Ce jour-là, au coucher du soleil, je réunis ma compagnie afin d’observer une minute de silence. Et j’espère vraiment ne pas avoir à le faire trop fréquemment au cours des mois suivants. Pour nous, sur le terrain, c’est une première façon de dire « je me souviens » et d’entretenir la mémoire de notre camarade disparu. Puis vient la cérémonie de la rampe, une cérémonie solennelle qui se met en branle chaque fois qu’un décès survient : tous les militaires de la base disponibles sont rassemblés sur le tarmac de l’aéroport et forment une longue haie d’honneur ; tous sont présents pour rendre un ultime hommage à leur frère d’armes dont le cercueil est porté par ses camarades jusqu’à l’aéronef. Le 7 septembre 2009, j’ai malheureusement le privilège et l’honneur de porter celui de mon ami, le major Yannick Pépin.

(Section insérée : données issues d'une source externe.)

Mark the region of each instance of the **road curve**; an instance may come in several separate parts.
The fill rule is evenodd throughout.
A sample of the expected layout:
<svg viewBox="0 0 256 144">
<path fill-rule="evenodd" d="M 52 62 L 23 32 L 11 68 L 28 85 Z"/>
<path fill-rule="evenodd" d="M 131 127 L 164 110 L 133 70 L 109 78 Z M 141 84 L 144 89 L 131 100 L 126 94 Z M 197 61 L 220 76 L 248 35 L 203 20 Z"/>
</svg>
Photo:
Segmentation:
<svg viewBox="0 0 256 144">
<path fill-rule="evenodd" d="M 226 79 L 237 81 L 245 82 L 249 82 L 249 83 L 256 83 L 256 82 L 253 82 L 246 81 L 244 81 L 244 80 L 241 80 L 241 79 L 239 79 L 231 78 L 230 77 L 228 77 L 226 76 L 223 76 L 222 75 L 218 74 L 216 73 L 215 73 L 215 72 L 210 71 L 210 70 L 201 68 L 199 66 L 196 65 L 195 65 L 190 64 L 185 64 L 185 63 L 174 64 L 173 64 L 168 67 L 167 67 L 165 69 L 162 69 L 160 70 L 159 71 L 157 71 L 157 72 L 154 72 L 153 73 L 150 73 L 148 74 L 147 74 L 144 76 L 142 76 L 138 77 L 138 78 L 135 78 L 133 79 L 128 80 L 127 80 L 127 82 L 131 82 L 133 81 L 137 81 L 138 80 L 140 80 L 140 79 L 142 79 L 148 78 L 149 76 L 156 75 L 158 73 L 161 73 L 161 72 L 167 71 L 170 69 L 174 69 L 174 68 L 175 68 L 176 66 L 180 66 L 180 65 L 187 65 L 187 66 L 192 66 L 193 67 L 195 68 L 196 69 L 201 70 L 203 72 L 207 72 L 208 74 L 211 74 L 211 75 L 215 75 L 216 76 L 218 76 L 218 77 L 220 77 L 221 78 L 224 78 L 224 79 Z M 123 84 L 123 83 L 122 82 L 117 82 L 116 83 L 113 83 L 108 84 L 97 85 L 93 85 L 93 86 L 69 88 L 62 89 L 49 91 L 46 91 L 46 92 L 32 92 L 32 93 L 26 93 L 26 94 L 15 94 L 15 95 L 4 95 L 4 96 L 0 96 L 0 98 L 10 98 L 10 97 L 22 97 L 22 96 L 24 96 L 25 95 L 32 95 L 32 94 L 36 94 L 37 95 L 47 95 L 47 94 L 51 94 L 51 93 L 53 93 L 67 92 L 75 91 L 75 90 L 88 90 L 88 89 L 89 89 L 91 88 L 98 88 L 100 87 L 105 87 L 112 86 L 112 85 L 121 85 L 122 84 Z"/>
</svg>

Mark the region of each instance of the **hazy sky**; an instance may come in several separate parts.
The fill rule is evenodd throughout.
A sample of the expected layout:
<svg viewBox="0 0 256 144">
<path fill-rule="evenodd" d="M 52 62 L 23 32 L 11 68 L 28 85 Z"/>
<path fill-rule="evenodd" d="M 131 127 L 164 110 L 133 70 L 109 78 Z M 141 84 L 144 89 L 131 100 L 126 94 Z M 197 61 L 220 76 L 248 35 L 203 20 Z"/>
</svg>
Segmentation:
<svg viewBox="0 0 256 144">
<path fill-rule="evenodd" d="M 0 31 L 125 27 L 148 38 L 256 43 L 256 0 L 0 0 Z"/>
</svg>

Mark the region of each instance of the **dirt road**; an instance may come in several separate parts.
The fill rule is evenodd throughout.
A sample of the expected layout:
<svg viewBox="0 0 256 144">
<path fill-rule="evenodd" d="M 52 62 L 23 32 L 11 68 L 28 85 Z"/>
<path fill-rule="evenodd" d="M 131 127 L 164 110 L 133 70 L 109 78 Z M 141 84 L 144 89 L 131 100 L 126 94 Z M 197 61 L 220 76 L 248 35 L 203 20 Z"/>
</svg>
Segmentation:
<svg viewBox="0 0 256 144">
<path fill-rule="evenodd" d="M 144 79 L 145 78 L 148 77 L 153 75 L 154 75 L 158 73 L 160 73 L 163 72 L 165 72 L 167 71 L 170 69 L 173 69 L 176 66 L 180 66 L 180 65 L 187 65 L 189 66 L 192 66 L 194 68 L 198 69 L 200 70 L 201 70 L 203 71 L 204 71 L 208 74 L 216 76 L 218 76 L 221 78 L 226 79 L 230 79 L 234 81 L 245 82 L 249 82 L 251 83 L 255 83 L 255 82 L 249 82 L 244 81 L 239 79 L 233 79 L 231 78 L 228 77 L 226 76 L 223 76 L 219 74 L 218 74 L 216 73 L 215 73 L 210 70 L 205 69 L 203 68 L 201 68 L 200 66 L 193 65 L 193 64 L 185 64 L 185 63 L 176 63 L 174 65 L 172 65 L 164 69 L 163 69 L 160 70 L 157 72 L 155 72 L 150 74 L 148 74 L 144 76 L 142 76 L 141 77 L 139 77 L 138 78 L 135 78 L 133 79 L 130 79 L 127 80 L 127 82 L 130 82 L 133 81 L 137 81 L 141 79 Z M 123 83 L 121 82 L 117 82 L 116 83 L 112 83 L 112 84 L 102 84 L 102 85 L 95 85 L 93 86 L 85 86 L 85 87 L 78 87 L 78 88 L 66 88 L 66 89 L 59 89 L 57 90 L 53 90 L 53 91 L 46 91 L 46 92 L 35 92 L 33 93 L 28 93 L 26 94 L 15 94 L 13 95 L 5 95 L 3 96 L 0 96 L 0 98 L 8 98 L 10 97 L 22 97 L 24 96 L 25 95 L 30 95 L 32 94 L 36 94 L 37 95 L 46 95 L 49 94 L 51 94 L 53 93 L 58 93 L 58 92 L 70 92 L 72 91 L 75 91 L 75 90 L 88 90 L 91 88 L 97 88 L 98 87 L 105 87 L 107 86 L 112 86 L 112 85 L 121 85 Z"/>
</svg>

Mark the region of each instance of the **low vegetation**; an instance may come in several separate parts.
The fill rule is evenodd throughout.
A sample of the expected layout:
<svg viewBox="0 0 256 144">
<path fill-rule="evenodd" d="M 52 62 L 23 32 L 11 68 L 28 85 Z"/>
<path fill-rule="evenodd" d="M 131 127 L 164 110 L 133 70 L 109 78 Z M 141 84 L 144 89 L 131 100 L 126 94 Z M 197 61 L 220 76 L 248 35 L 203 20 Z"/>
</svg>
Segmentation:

Nous ne sommes que sept commandants de sous-unités3 sur le terrain. Au moment où j’apprends la mort de Yannick, je n’arrive pas à réaliser que l’un de nous sept est décédé. Cela est tout simplement irréel. Et pourtant, nous sommes sur le terrain le plus souvent possible, nous partageons tous les mêmes risques. Sauf que là, ça devient très personnel. Je suis présent pour accomplir cette tâche pleine d’émotion, cet ultime honneur rendu sur le terrain. Après un court service à la chapelle de la base, un véhicule blindé léger (vbl) apporte son cercueil sur le tarmac. Je ne pense plus. Je suis concentré sur ma tâche. Lentement, nous le sortons du véhicule et nous le soulevons de manière cérémoniale pour venir le déposer sur nos épaules. Chacun des porteurs vient agripper l’épaule de son vis-à-vis, offrant ainsi un soutien dans cette action qui appelle à pareille solidarité. Puis nous avançons pas à pas, au son de la cornemuse. Lentement, nous progressons vers l’avion. Le cercueil est très lourd, mais je n’en sens aucunement le poids, comme je ne distingue pas non plus les silhouettes sur les côtés qui saluent la procession. Je n’ai qu’une pensée en tête : mener à bien cette mission que je perçois comme le plus grand hommage que l’on peut rendre à un frère d’armes. Nous arrivons à l’arrière de la carlingue de l’avion dans laquelle nous pénétrons. Après nous être immobilisés, nous tournons de manière militaire vers l’intérieur et nous déposons Yannick lentement. Nous reculons d’un pas, le temps d’un dernier salut, un dernier adieu, et nous sortons de l’avion. Puis, alors que la parade se disperse, nous nous regroupons de manière informelle pour discuter, pour partager nos souvenirs, comme il est coutume de le faire lors de funérailles. Ce moment permet de décompresser, de faire la paix avec ce qu’il vient de se passer, et aussi de nous préparer à continuer notre mission.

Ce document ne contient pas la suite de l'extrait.